Not all alpha emitters react biochemically in the same way, and as a consequence
different elements will end up at different locations: maybe in different
organs, maybe in different cells in the same organ, or maybe at different
locations in the same cell. For example, when bone into which plutonium
or radium has been incorporated is examined by autoradiography, a photographic
technique which identifies the positions of the radiating atoms, the pattern
of uptake is very different: radium is found to locate generally throughout
the bone mass, whereas plutonium is located particularly at the growing
bone surfaces.
Thus, for the same amount of each radioactive element (in terms of amount
of radioactivity present) the doses to the bone surface and to the bone
interior will be radically different for the two elements and consequently
the risks for the initiation of different types of cancer may well be
different. However, standard dosimetry would not distinguish between the
two cases: for the same amount of radioactivity the average radiation
dose over the whole bone will be the same in each case, and the predicted
(but not the actual) cancer risks would be the same for each element.

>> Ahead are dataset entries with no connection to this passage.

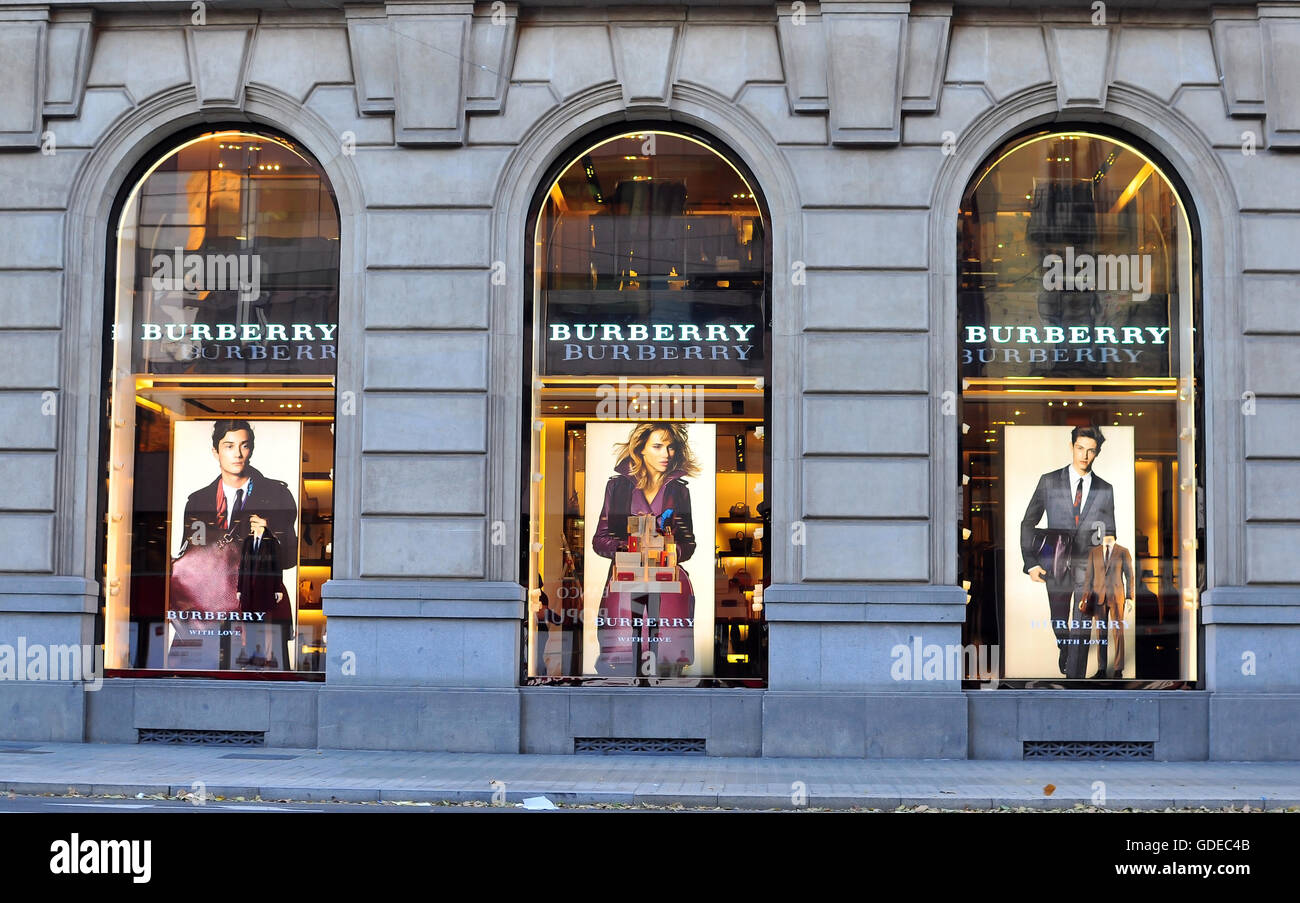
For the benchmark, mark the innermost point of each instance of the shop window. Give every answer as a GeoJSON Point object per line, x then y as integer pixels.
{"type": "Point", "coordinates": [1082, 522]}
{"type": "Point", "coordinates": [646, 551]}
{"type": "Point", "coordinates": [220, 432]}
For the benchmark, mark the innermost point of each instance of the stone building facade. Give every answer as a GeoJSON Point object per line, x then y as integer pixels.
{"type": "Point", "coordinates": [861, 125]}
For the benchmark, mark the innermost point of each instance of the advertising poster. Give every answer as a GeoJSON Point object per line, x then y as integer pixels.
{"type": "Point", "coordinates": [233, 539]}
{"type": "Point", "coordinates": [1077, 623]}
{"type": "Point", "coordinates": [640, 633]}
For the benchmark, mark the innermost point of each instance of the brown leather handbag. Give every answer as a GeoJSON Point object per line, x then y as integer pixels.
{"type": "Point", "coordinates": [204, 577]}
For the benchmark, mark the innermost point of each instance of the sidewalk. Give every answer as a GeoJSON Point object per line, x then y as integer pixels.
{"type": "Point", "coordinates": [657, 780]}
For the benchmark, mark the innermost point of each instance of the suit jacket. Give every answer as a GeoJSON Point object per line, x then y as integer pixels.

Thus, when considering biological outcome - for example, the initiation
of a particular form of cancer - not only the gross structural difference
between the radiation damage generated by alpha, beta and gamma radiation
must be taken into account, but also - particularly in the case of alpha
emitters - the molecular location of the radiating atoms. For these reasons,
the biological effects of radiation from alpha, and to a lesser extent
beta, emitters, absorbed internally, cannot reasonably be equated with
the damage generated by gamma emitters, sited externally, even with the
application of a quality factor to account for the difference in effectiveness.
A more fundamental approach, and one taking both the chemistry and biology
into account, needs to be adopted.
There is, of course, nothing new in these claims, nor indeed to the rationale
I have advanced in support. Radiation dosimetry is, essentially, a pragmatic
science and was originally devised as a rough and ready means to protect
workers in the nuclear industry. As the scientific understanding of the
affects of ionising radiation have advanced, and as the potential applications
of dosimetry have multiplied, so have the basic flaws in the methodology
become more apparent.
At each stage, emerging defects have been - in part - remedied by applying
"factors" (for example, the radiation quality factors) to compensate for
potential problems. However, there comes a stage at which the whole edifice
becomes so complex, the exceptions so numerous, and the adjusting factors
so apparently arbitrary, that the whole logical structure for the science
becomes open to question. This stage may now have been reached.
Finally, the question: does it matter? Is this merely an academic quibble,
nice to put right maybe, but of no practical consequence? The answer is
firmly no, for several reasons. Quite simply, that the application of
current methods of dosimetry may lead to the wrong conclusions with essentially
practical consequences: the allowed levels of certain radionuclides in
food, the levels of discharge allowed from a certain industrial site,
the need or otherwise to evacuate an area after a nuclear accident.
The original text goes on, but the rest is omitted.